Cuma Mektupları, Cabiri’den ilhamla söylersem, Türk siyaset aklını ortaya koyan metinler olarak okunabilir. Cabiri’de olduğu gibi bir soyutlama yoğunluğunu kast etmiyorum elbette. Günceli şahdamarından yakalayan, böylece onu aşan yazılardan oluşuyor Cuma Mektupları. İsmet Özel’in cari siyasetle kurduğu ilişki pek çok farklı metinden yakalanabilir ama cari siyasetle ilişkisi yanında inşa ettiği siyasetin en net görüleceği metin Cuma Mektupları’dır. Cuma Mektupları’nın yetiştirdiği bir kuşaktan söz etmek bile mümkün. Bugün Ak Parti saflarında yer alan ellili yaşlarındaki çoğu isim bu kuşağa mensup. İsmet Özel okumuş insanlar yönetiyor şu an Türkiye’yi.

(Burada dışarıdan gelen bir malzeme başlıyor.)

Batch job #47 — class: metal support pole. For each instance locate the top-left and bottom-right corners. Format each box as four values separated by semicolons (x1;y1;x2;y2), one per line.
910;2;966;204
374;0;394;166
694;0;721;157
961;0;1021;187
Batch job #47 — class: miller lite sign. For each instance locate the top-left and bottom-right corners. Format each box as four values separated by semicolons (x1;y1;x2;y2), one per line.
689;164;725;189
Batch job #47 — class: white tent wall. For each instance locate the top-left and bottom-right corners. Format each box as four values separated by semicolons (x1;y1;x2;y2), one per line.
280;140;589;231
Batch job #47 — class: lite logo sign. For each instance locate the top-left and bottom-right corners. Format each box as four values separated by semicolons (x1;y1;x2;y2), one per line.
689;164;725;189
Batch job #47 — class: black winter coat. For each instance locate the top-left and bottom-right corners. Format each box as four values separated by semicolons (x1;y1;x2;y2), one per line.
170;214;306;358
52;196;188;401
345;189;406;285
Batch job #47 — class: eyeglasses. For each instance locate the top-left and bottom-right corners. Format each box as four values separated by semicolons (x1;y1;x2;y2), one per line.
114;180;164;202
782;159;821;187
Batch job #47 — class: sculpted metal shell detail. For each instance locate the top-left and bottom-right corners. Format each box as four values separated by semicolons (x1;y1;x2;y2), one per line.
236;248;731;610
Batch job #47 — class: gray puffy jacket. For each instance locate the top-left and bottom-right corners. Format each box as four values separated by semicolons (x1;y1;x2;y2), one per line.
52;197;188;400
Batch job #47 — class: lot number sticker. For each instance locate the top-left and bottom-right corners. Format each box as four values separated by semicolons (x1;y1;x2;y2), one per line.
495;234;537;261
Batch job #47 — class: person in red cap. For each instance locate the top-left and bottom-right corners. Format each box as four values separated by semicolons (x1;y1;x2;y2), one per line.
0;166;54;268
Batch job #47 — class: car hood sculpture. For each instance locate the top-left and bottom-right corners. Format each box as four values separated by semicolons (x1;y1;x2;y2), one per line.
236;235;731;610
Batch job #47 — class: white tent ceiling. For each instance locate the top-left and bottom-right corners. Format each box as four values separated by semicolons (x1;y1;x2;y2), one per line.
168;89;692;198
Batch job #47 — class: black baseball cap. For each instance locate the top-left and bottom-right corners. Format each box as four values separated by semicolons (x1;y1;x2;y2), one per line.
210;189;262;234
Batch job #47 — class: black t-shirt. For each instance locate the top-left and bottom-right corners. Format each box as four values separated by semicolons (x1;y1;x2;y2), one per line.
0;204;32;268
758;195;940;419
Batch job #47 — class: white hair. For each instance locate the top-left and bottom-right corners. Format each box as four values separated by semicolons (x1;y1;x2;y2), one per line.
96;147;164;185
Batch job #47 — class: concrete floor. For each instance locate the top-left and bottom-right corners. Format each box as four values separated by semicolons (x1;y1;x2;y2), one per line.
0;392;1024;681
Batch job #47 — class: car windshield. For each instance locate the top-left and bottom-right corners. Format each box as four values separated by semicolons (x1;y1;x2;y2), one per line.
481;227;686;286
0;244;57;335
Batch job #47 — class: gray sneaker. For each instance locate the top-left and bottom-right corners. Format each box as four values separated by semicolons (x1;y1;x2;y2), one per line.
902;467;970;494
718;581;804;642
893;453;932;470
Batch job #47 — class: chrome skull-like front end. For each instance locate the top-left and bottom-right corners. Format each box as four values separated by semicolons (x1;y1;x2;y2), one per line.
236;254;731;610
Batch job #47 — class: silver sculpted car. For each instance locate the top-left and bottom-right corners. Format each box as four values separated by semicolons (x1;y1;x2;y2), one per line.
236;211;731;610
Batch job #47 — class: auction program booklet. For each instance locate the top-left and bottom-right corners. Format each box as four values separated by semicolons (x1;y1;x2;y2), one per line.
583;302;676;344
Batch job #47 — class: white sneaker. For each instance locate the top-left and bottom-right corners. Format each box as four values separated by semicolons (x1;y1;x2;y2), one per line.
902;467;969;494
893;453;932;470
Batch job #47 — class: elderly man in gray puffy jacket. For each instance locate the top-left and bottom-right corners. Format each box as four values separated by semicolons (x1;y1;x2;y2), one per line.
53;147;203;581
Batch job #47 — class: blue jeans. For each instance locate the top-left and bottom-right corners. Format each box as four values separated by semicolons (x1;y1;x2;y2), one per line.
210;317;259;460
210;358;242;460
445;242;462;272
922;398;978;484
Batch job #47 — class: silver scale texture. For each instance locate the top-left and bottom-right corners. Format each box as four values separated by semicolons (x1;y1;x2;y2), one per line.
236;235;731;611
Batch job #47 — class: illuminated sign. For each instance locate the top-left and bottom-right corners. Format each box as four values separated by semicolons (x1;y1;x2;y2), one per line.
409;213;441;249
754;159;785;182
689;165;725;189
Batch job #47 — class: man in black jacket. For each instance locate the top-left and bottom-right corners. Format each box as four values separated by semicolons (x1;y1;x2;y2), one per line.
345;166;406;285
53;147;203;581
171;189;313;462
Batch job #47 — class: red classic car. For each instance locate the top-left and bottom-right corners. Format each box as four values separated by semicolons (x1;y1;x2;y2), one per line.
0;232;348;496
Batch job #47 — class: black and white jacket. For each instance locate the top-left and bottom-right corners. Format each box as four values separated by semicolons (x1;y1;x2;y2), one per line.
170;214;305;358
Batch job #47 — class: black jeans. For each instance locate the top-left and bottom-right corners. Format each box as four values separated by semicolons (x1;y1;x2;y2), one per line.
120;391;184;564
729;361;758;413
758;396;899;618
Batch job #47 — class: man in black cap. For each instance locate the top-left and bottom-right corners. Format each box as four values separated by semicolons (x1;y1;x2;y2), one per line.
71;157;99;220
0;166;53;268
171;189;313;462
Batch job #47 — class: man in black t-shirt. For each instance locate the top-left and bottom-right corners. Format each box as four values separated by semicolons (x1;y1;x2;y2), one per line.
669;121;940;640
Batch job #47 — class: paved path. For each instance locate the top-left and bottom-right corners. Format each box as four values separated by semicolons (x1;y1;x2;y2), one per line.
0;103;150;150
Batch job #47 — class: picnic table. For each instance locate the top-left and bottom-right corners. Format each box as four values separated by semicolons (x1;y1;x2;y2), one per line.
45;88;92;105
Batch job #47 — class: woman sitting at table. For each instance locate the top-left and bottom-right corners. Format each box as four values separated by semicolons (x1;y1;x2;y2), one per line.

Yönetiyor da ne oluyor, diyecek İMDER mensubu okur. Ak Parti iktidarını savunmak değil benim derdim. Zaten bir Ak Parti iktidarından değil, Ak Parti iktidarlarından bahsetmek gerekir. Bu iktidarlar boyunca yaşananları birkaç cümleyle özetleyemeyiz. Ülkenin neredeyse çeyrek asrına yayılan bir iktidar yelpazesinde aradığımız her şeyi bulmak mümkün çünkü. İktidarı eleştirmek ya da göklere çıkarmak için fazlasıyla malzeme var bahsettiğimiz 21 yılda. Ne var ki işine geleni görmek gerçekçi bir Türk okuryazarına yakışmaz. Ak Parti de değişmiştir. Lineer bakış, değişimin mutlaka iyiye doğru olduğunda ısrarcıdır. Halbuki değişim; kazanım, taviz, güç gösterisi, inkâr, kabul, uzlaşı, çatışma, tasarruf, israf, ittifak, ihtilaf gibi farklı durumları içererek gerçekleşmiştir.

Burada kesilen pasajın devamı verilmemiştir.